By Blog Editor, IOE Digital, on 22 May 2012
Chris Cook, the Financial Times education correspondent, has been writing about the Department for Education’s suggestion that the School Teachers’ Review Body (STRB)should consider whether greater variation in teachers’ regional pay is needed. He notes that greater variation in teacher pay would create a bizarre situation where schools in our most successful region (London) become even more generously funded, with a deterioration in funding in places where schools appear to struggle.
This observation raises the interesting question as to why London schools do so well, given that the high cost of living should make it difficult for them to recruit and retain the highest quality teachers. Why don’t the capital’s best teachers simply migrate to Stoke or Blackpool where their salary would provide them with a nice family home and a higher standard of living?

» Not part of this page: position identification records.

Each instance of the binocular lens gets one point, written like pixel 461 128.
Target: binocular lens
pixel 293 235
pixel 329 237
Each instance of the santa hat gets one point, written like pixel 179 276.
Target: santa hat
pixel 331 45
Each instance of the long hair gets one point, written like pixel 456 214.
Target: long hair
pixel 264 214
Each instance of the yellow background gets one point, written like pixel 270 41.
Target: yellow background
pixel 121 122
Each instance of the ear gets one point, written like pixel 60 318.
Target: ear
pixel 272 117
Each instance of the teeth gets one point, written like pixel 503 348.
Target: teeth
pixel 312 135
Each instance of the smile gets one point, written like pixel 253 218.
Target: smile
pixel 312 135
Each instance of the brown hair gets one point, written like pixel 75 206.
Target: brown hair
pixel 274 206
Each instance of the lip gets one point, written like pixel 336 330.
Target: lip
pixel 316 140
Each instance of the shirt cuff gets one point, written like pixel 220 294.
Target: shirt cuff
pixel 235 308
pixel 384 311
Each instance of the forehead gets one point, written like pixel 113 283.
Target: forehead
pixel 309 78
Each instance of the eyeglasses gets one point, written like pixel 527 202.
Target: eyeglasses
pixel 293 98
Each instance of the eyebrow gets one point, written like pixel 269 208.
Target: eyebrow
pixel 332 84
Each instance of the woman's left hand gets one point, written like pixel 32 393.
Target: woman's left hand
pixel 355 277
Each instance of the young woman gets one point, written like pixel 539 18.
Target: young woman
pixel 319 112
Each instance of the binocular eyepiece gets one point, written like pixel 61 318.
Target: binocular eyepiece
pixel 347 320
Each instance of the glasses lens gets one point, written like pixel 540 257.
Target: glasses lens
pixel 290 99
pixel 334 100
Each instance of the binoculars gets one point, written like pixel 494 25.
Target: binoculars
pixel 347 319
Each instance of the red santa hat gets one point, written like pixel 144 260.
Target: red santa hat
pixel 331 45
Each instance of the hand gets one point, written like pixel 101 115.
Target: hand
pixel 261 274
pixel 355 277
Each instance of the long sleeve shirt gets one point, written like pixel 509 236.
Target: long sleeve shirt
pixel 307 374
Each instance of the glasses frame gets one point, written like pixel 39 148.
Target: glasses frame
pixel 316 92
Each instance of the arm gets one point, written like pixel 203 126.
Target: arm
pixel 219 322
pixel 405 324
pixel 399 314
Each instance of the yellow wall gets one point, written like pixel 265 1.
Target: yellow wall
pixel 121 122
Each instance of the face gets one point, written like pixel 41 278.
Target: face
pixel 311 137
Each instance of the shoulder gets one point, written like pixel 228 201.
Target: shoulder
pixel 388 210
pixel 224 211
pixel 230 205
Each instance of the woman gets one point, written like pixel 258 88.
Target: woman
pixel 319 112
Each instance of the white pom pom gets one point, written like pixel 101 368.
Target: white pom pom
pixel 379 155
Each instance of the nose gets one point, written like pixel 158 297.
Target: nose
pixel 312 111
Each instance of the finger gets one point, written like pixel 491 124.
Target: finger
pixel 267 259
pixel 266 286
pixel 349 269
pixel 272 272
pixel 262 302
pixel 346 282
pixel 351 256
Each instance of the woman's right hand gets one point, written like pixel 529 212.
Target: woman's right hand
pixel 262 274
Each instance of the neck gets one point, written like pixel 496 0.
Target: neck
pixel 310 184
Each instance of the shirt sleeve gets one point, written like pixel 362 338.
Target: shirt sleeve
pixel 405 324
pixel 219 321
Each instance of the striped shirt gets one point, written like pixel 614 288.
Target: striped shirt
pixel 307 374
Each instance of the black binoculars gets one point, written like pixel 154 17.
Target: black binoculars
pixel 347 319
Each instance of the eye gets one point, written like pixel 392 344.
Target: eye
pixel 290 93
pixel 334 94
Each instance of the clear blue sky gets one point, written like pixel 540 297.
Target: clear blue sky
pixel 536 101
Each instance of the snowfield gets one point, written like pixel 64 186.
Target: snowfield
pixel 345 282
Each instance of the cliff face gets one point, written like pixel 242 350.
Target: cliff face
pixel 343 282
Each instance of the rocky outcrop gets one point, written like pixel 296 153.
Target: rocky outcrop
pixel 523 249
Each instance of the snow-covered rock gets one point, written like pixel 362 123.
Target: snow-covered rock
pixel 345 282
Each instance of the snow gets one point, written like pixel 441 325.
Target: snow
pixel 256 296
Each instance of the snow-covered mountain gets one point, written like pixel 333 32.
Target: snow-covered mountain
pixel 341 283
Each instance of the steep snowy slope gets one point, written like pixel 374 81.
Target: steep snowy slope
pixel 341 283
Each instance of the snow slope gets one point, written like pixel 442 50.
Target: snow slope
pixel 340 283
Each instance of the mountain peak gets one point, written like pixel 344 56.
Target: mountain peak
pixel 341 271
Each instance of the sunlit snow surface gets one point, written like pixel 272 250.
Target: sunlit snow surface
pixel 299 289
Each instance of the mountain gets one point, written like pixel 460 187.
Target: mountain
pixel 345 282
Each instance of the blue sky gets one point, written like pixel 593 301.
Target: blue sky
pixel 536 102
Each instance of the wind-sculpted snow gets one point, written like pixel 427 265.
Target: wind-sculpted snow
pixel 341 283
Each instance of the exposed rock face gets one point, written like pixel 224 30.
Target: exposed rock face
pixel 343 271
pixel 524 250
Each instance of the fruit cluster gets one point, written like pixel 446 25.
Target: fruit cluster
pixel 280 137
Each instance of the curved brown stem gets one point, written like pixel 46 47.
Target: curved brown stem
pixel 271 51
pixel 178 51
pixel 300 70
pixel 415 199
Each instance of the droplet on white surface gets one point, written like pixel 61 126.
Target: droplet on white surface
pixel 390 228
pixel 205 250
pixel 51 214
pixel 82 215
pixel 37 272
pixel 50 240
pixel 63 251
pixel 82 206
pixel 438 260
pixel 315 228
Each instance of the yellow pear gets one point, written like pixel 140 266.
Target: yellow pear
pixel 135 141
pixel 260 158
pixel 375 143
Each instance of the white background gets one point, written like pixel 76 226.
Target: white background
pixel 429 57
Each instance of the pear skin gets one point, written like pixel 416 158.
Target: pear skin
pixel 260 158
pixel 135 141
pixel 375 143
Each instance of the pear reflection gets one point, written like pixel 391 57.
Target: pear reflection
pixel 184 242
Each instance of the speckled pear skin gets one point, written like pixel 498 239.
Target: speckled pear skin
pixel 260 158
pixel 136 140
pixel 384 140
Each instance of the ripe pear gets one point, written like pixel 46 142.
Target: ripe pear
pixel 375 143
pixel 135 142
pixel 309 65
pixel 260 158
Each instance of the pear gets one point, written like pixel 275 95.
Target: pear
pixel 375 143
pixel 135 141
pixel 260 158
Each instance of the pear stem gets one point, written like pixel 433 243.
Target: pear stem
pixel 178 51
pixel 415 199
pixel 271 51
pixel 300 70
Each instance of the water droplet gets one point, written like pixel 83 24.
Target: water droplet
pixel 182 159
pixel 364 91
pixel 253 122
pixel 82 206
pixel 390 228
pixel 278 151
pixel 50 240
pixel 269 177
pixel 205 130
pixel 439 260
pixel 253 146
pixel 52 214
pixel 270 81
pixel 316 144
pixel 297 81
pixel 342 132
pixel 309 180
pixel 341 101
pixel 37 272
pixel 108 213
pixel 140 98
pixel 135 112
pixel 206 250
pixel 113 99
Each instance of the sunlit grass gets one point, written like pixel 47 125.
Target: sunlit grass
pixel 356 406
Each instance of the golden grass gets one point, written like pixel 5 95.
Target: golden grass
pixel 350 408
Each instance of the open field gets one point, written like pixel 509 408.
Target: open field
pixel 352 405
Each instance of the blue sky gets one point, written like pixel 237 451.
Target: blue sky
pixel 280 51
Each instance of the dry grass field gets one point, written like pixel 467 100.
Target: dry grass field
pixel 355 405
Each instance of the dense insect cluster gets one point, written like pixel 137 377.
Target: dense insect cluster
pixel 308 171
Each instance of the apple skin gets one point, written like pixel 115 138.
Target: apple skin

I would suggest that there are four possible explanations for this phenomenon, and it is not straightforward to decide which is the most important:
1. It’s all about the (extra) money.
London schools receive about £1,000 more per secondary school pupil but most of it is simply used to pay teachers their estimated £5,000 wage premium. This pay premium isn’t sufficient to cover greater housing and living costs in the capital. Once this greater wage bill is paid, London schools have very little left to spend on other resources that might contribute to their success.
2. Non-money inputs to London schools are of higher quality.
I would suggest that London schools have strikingly good governance because they are able to draw on a large pool of highly skilled, well educated people (many of whom do not send their children to local schools). They also benefit from some innovative sponsor input from the (original) academies programme and greatly draw on their own networks of expertise to share best practice through programmes such as London Challenge. However, I doubt this is sufficient to explain why London’s performance is so strong.
3. Teacher retention isn’t as important as we think.
Our stereotypical view of a London teacher’s career is that they work in London schools for four or five years, then move to another region when they find they cannot buy a house or support a family on a teacher salary in the capital. An argument could be made that this type of teacher drift doesn’t actually matter because teachers quickly attain their maximum effectiveness within a year or two of qualifying (there are several pieces of evidence on this from the US). The idea here is that a young and inexperienced teacher workforce can be dynamic, energetic and effective. However, as it happens, the age and turnover statistics for the London workforce aren’t quite as stark as you would guess:
- 25% of teachers in London schools are under 30, compared to 19% outside London
- 13% of teachers in London schools have a tenure at their school of less than one year, compared to 10% outside London
- Teacher turnover is about 21% in London, versus 19% nationally.
All this suggests that we need an explanation as to why London teachers are not leaving the capital in droves.
4. London teachers are stuck in London!
The Department for Education (DfE) reports that geographical mobility is known to be lower for teaching than it is for other graduate professions. However, there hasn’t been a great deal of research done into why this is the case. One observation I would make is that 75% of teachers are women. Some of these women will be in dual earning households with a partner in a professional job. Where this is the case their household’s geographical mobility will be restricted by their capacity to both find jobs in a new region. There is every conceivable type of professional job available in London, but far fewer in a city like Stoke or Blackpool. This might explain why Stoke schools don’t have the pick the country’s greatest teachers, despite the low cost of living.
Rebecca’s references are DfE’s report to the STRB (pdf, 1mb) and DfE’s research report RR183 (pdf, 3mb). She is a joint author of the DfE’s research report.